I thought it would be good to combine the datasets. I did this using the qiime feature-table mergeand qiime feature-table merge-seqs commands. However, i don't get a single overlapping ASV. These data sets are from the same waters samples just separated by a different filter size.
I am wondering:
If this is from an error in my analysis? could the extra TGA effect something? Does length effect dada2?
Should i merge after cutadapt and before DADA2? from reading the forum i thought this was not needed.
The merge is correct and the data is to be trusted?
Hi @spongebob,
I think what's happening here is that the amplicons from the 565F/948R analysis are slightly longer than the amplicons from the 565F/948R-modified analysis. You should be able to see that difference if you look at the qiime demux summarize output for both of your denoise-paired input files. If that's the case, you shouldn't expect to see any overlapping ASVs, since that overlap is done based on exact matches, and the length difference will throw off the exact match.

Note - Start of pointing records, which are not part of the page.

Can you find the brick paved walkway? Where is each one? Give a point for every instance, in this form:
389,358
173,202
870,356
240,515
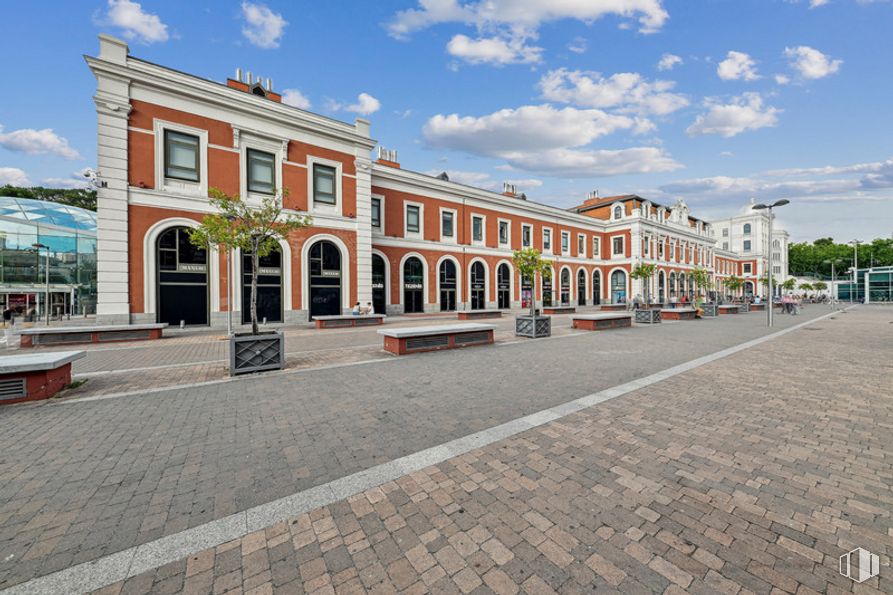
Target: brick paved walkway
749,474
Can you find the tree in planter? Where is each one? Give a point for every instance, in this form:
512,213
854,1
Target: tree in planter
530,263
644,272
703,280
253,229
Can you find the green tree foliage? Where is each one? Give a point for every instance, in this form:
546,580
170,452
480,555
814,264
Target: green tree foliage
75,197
253,229
530,263
807,258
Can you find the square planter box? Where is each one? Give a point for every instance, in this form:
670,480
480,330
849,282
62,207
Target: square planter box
648,316
256,353
533,326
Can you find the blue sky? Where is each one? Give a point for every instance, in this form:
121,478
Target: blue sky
712,101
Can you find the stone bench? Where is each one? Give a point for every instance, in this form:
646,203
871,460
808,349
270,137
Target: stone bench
678,313
613,307
347,320
604,321
100,333
35,376
550,310
478,314
401,341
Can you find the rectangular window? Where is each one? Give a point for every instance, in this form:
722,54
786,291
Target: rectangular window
446,224
324,185
477,229
181,158
413,224
376,213
617,246
261,171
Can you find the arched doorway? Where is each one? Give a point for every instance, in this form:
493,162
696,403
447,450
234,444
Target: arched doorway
547,289
448,285
565,287
618,287
325,279
379,284
269,287
182,279
478,286
413,286
503,287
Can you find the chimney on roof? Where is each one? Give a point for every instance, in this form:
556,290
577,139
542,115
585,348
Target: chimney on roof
387,157
248,83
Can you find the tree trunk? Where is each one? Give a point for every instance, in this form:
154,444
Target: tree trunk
255,263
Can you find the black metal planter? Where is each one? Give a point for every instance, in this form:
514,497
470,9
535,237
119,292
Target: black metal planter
256,353
533,326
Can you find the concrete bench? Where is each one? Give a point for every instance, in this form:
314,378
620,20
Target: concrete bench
613,307
478,314
549,310
35,376
346,320
401,341
603,321
100,333
678,313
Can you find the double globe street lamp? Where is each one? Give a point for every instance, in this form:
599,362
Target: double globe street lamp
760,207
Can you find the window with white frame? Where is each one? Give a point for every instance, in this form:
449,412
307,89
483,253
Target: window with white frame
447,224
413,219
477,229
376,213
324,180
504,233
617,246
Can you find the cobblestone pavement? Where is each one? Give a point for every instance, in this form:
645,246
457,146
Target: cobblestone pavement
82,480
744,476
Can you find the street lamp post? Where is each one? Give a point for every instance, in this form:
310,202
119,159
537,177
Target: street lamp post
46,304
759,207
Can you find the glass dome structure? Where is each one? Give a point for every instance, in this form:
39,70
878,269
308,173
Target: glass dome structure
68,235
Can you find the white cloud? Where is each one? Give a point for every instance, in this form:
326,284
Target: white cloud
737,66
263,28
745,112
625,91
669,62
365,105
135,23
547,141
810,63
493,50
37,142
526,15
13,176
578,45
295,98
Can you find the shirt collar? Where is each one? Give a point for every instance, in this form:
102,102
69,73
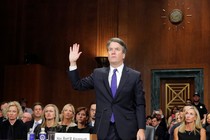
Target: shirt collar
119,69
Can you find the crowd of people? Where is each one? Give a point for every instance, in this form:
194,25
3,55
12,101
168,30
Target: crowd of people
15,122
190,122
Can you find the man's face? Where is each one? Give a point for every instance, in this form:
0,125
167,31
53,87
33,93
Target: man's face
92,111
115,54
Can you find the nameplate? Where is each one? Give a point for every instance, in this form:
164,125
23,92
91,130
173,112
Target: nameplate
72,136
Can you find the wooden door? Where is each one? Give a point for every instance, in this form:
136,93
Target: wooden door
174,92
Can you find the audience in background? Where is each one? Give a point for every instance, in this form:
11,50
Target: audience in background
149,120
82,116
50,120
37,116
159,130
181,115
13,128
172,117
206,125
190,128
26,117
200,106
23,103
188,102
183,125
67,117
2,111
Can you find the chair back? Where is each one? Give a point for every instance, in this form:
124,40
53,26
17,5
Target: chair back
150,132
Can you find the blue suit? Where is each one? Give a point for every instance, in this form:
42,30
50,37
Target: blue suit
128,105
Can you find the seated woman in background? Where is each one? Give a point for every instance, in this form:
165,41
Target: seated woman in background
190,128
82,115
50,120
206,125
13,128
67,117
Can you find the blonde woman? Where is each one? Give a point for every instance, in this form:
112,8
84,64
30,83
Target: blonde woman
190,128
13,127
50,119
82,117
67,117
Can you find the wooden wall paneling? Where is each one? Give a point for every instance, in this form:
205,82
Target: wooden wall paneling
107,24
27,81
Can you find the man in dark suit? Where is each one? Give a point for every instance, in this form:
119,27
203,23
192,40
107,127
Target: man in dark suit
120,113
37,116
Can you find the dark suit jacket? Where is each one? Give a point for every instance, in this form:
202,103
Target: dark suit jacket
29,124
128,105
15,131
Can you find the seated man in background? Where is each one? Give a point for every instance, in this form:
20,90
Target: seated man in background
37,116
26,117
159,130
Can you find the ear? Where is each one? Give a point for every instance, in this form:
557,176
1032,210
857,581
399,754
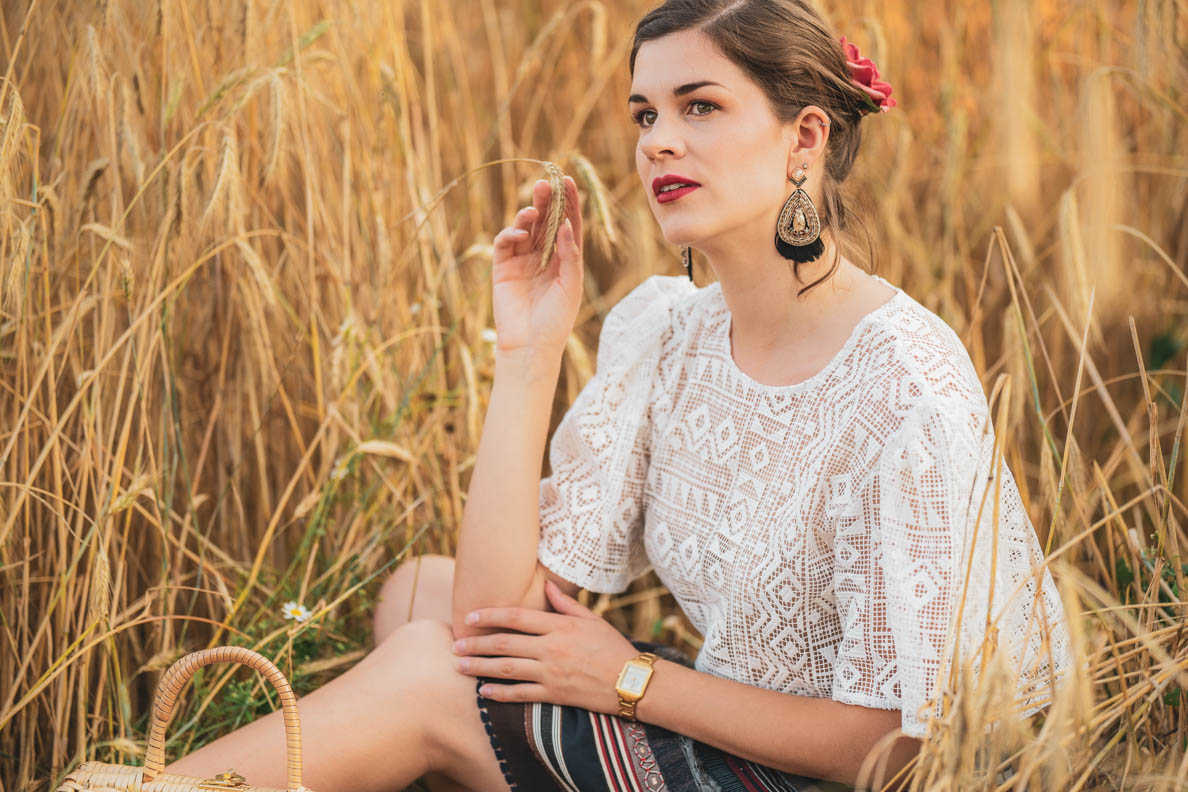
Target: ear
563,602
808,137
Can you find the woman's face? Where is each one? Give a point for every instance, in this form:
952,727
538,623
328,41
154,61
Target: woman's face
722,137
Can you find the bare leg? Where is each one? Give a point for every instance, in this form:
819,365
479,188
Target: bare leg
400,714
419,588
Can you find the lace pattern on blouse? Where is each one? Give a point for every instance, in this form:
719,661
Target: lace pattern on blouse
816,534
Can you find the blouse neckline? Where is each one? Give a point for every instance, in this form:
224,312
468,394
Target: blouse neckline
724,340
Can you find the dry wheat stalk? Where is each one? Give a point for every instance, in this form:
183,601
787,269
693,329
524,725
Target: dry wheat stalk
554,214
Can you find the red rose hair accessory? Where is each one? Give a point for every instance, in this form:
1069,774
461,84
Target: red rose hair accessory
864,74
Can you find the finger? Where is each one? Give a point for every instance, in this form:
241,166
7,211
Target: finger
541,195
519,669
574,213
500,645
505,692
525,217
509,238
525,620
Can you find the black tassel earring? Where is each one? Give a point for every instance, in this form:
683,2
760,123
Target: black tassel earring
798,228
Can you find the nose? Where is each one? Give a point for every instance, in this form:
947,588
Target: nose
662,139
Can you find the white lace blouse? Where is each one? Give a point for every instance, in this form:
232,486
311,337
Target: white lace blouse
816,533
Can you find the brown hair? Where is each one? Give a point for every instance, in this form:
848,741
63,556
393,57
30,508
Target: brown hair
791,52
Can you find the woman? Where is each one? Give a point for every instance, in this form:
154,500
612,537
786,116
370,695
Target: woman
792,449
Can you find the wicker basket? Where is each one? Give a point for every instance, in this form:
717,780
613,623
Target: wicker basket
102,777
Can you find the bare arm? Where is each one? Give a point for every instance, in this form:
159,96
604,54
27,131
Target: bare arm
535,308
495,563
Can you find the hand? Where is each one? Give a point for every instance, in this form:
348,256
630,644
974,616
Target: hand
570,657
536,310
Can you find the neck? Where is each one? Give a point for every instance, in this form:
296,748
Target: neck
760,290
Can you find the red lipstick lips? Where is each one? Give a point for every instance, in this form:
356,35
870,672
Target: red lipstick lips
673,195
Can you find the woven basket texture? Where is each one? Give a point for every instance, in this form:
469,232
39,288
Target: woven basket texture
103,777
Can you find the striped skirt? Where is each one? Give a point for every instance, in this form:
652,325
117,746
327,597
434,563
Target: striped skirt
544,747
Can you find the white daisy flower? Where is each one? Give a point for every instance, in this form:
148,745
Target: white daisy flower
294,610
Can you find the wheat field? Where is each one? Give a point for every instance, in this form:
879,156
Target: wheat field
245,314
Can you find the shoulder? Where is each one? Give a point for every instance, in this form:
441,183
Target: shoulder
921,372
657,297
644,317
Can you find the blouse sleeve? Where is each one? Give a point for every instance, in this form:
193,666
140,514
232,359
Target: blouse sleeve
592,509
901,570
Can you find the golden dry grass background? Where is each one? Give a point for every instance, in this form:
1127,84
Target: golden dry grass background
245,255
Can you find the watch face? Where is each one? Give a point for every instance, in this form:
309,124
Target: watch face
633,679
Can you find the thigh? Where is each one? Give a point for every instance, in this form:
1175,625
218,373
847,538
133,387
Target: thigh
455,740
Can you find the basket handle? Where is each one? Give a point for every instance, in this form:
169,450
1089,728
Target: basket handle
179,673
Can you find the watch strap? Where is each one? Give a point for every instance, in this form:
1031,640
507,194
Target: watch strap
627,709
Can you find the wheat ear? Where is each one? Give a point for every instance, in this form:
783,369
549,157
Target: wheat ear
554,213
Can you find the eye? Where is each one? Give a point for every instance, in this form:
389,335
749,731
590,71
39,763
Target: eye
638,118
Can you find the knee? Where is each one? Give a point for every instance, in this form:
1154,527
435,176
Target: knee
417,654
428,591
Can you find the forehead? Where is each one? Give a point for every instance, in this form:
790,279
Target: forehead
680,58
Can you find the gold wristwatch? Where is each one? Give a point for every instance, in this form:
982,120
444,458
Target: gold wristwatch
633,682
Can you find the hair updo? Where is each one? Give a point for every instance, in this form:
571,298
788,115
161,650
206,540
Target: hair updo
791,52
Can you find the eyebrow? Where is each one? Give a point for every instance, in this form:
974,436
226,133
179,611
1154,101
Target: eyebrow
680,90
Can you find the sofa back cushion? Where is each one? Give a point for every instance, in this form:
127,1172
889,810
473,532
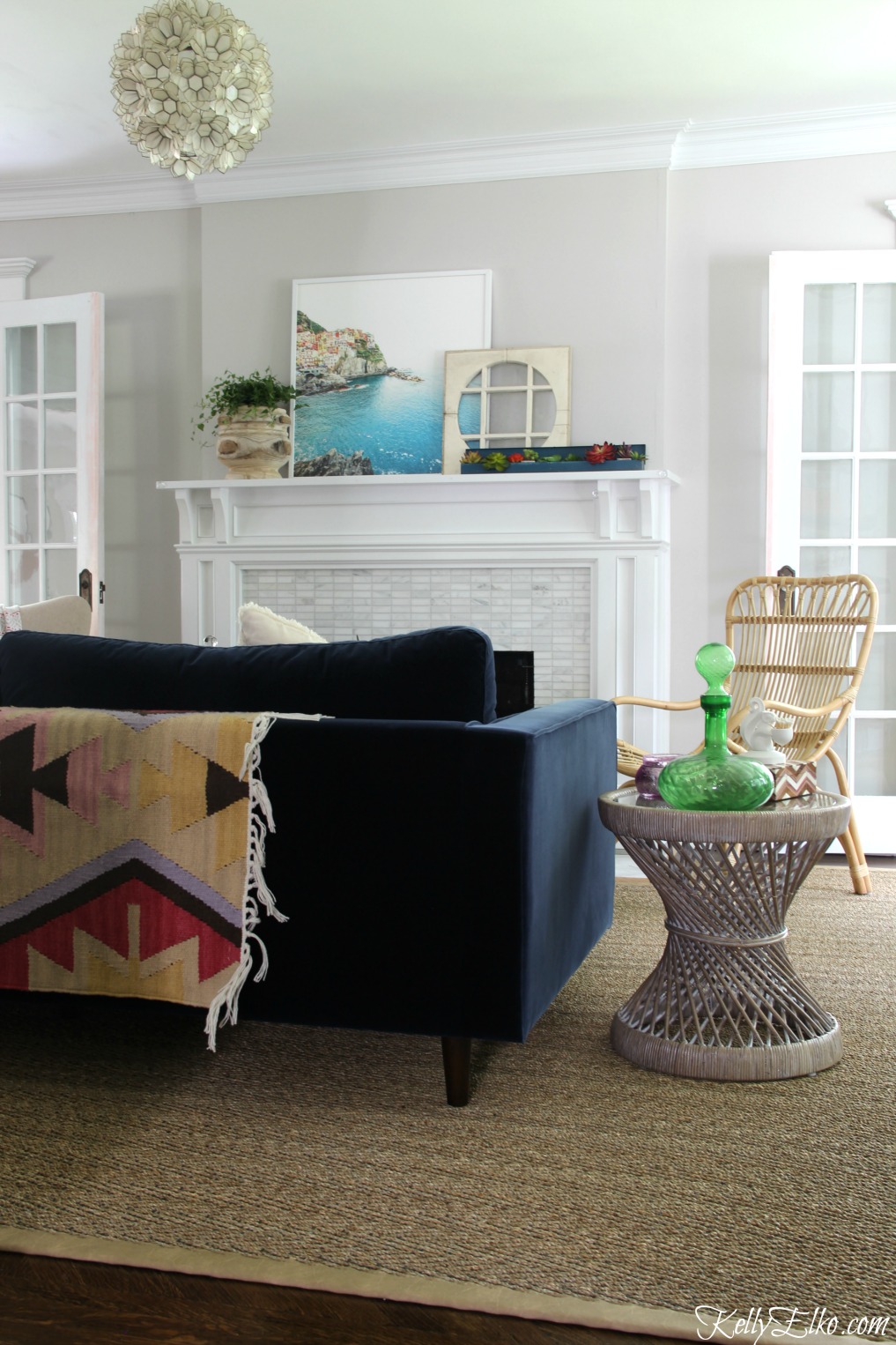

What might work best here would be to cluster the ASVs in your merged table using the q2-vsearch plugin. You can try this using the qiime vsearch cluster-features-de-novo --p-perc-identity 1.0, which will cluster your ASV sequences at 100% identity. I think the way the percent identity calculation is performed, your ASVs will cluster if they only differ based on the three bases at the end, as terminal gaps are not counted as differences in the sequences.
Can you let us know how that works out either way? It'll be helpful to know if this works for the future.
One thing to be aware of is that those extra three bases in the 948R-modified primer will introduce biases across the runs. I suspect that the differences would be minor, but any time your primers differ at all primer biases are likely to show up.
Hi @spongebob, The version of cutadapt that QIIME 2 uses changed between qiime2-2019.10 and qiime2-2021.4, so it's definitely possible that the trimming functionality works differently between the two versions. And, I would have expected the dataset2 reads to be shorter than the dataset1 reads post-cutadapt, since the dataset2 primer is longer.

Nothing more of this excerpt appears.